Du suffrage universel limité au suffrage universel dirigé (1850-1851)
S’ils se résignent au suffrage universel, les élites et les conservateurs tentent de le contrôler et d’en limiter les effets. Le parti de l’Ordre fait voter une loi restreignant le suffrage universel, le 31 mai 1850, pour éliminer « la vile multitude » selon Thiers, loi contestée par les républicains et les socialistes.
En augmentant à 3 ans l’obligation de résidence (attestée par le paiement d’une taxe personnelle), cette loi prive 2,9 millions de citoyens du droit de vote (notamment les ouvriers) et diminue d’un tiers le corps civique. La Presse de Girardin se mobilise contre la loi et mène une intense campagne de presse contre Thiers et le parti de l’Ordre (15 novembre 1851)
Louis-Napoléon III, dénonçant la politique du parti de l’Ordre, prend le pouvoir par un coup d’État le 2 décembre 1851. Alors qu’il met fin à la République, il restaure le suffrage universel masculin mais dans une forme plébiscitaire. Un premier plébiscite a lieu en décembre 1851 pour ratifier son coup d’État, un second en décembre 1852 pour restaurer l’Empire.
Adolphe Thiers (1797-1877)
Historien, journaliste et politicien orléaniste. Il participe à l’instauration de la monarchie de Juillet. Élu sous la IIe République, il est le chef du parti de l’Ordre, conservateur et monarchiste. Il donne un tournant conservateur à la IIe République, cherchant à restaurer une monarchie constitutionnelle.

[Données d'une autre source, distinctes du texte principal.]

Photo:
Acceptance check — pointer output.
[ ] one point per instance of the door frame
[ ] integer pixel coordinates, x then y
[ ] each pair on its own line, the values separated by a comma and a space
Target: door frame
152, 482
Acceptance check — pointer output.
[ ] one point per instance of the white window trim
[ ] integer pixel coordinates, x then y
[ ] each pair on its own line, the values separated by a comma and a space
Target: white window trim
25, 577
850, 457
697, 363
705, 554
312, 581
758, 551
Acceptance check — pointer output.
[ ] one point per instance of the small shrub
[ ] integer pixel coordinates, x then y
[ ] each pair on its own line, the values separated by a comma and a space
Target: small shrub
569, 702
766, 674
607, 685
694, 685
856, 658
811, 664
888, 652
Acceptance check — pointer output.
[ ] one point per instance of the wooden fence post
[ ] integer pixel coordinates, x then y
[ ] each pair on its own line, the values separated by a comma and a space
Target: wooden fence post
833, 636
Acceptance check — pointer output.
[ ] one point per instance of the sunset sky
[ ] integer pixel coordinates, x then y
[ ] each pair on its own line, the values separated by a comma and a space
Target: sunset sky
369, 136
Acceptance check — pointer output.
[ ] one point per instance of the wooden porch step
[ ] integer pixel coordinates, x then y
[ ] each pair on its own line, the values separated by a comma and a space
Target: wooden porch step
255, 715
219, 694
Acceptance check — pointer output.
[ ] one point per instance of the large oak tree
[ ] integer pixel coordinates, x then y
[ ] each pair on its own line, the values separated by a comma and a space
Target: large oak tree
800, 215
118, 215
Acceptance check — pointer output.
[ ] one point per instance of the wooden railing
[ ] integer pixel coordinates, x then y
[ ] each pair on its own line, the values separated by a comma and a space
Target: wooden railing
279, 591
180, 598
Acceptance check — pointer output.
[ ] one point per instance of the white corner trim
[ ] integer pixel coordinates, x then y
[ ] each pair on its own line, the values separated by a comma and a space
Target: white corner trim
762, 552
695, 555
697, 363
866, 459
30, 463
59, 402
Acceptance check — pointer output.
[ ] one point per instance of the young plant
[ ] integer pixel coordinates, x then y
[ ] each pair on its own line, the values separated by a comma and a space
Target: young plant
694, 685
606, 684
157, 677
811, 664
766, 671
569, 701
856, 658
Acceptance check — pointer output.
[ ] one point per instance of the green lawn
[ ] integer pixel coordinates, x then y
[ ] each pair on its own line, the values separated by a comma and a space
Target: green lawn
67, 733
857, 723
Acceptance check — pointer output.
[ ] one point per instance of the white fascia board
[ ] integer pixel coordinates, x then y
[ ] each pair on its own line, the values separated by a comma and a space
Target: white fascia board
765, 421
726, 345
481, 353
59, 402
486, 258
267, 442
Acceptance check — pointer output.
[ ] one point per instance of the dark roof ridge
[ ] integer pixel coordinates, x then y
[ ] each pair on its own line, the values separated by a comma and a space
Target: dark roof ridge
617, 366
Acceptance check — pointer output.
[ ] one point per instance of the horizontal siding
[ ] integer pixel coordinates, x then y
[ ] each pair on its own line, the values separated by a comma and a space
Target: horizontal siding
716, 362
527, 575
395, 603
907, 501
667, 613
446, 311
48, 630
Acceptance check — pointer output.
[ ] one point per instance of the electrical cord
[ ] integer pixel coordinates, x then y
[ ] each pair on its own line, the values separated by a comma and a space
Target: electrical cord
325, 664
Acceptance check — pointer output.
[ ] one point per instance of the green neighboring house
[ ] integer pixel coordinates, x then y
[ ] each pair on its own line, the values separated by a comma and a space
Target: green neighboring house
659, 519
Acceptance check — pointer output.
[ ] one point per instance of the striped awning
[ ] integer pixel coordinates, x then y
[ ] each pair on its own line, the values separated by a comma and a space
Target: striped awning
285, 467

Hostile au coup d’État du 2 décembre 1851, il reste un opposant à Napoléon III, lui réclamant des « libertés nécessaires » en 1864. L’Assemblée nationale à dominante royaliste de 1871 le désigne « chef du pouvoir exécutif ». Il écrase la Commune et conclut la paix avec l’Allemagne. Il se rallie en 1873 à une République conservatrice et devient un des leaders de la droite républicaine.